The customized two-photon microscope (
Fig. 1B) uses a femtosecond laser (Chameleon-XR; Coherent Inc., Santa Clara, CA) and a scanning system (modified Tissue Surgeon; Rowiak GmbH, Hannover, Germany), which is coupled to the laser port of an inverted microscope (Axio Observer; Carl Zeiss, Jena, Germany) with a long-distance water-immersion objective (LD C-Apochromat 40×, NA 1.1; Carl Zeiss Meditec, Jena, Germany). The laser was tuned to a central wavelength of 800 nm for SHG and to 750 nm for the two-photon excitation of NAD(P)H. The fluorescent blue light and the backward SHG at 400 nm were separated from laser light through a dichroic mirror (HC 670/SP; Semrock, Rochester, NY) and a laser blocker (HC 680/SP; Semrock) and color filtered with a blue bandpass filter (BrightLine HC 390/40; Semrock). Finally the filtered light was collected onto a photomultiplier tube (
Fig. 1B, PMT 1; R6357; Hamamatsu Photonics, Herrsching, Germany). Forward SHG light was collected by a plano convex lens and filtered and detected by an equivalent setup (
Fig. 1B; PMT 2). The
z-coordinate of the slices was addressed with a piezo drive for the objective (nanoMIPOS 400; Piezosystem Jena GmbH, Jena, Germany). Mosaicing of larger images was performed via motorized
x–y translation of the microscope stage (Proscan H117; Prior Scientific Instruments GmbH, Jena, Germany). Automatic control and data acquisition of the microscope were programmed in commercial software (LabVIEW; National Instruments Germany GmbH, Munich, Germany). Images were processed offline with ImageJ (developed by Wayne Rasband, National Institutes of Health, Bethesda, MD; available at
http://rsb.info.nih.gov/ij/index.html), and ray-casting was performed with Voreen software.

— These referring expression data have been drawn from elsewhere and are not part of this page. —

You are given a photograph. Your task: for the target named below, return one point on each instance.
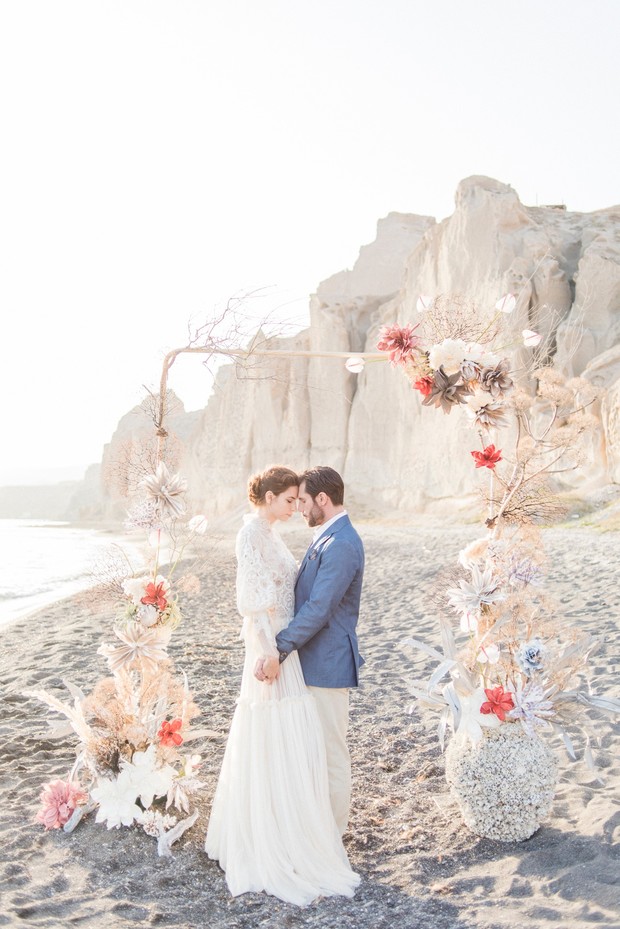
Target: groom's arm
(340, 562)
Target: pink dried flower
(59, 799)
(169, 734)
(399, 341)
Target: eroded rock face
(393, 454)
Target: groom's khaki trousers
(333, 706)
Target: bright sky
(158, 157)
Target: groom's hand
(271, 669)
(258, 670)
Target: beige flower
(141, 647)
(166, 489)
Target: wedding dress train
(271, 826)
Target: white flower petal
(423, 303)
(531, 339)
(198, 524)
(506, 304)
(354, 365)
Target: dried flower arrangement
(133, 728)
(511, 662)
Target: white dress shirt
(319, 530)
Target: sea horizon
(47, 560)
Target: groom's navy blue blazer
(327, 602)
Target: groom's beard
(316, 516)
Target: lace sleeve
(256, 590)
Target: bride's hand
(271, 669)
(259, 674)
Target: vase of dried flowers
(504, 783)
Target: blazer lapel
(314, 549)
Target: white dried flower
(198, 524)
(504, 784)
(447, 355)
(469, 596)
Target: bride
(272, 827)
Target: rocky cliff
(565, 267)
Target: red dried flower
(424, 385)
(399, 341)
(155, 595)
(488, 457)
(498, 702)
(169, 734)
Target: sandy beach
(420, 865)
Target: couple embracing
(283, 795)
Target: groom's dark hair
(323, 480)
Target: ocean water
(43, 561)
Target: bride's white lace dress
(271, 826)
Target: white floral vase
(504, 784)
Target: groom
(323, 629)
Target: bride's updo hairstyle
(276, 479)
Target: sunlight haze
(161, 157)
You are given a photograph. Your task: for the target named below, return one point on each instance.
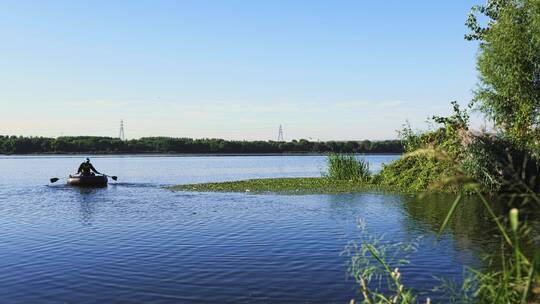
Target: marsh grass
(517, 280)
(347, 167)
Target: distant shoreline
(153, 154)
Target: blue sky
(231, 69)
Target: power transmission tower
(280, 134)
(121, 135)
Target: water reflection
(87, 201)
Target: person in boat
(86, 168)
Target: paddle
(55, 179)
(115, 178)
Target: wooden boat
(88, 180)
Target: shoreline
(98, 154)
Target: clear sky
(231, 69)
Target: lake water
(135, 242)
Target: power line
(280, 133)
(121, 135)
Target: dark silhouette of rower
(86, 168)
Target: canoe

39 In addition to the multiphoton microscope, an fs-CLSM channel (PMT 3 in
Fig. 1B) collected the descanned reflected fs-laser light, which was picked with an 8% reflective beamsplitter (BP108; Thorlabs, Dachau, Germany) and focused on a confocal pinhole. The acquisition of one image took 0.7 seconds, and an image stack of 600 images took approximately 10 minutes. For multimodal imaging, two successive image stacks at two different excitation wavelengths (750 and 800 nm) were taken, resulting in a total acquisition time of 20 minutes. To mirror physiological conditions as closely as possible, NAD(P)H detection at 750 nm was performed first.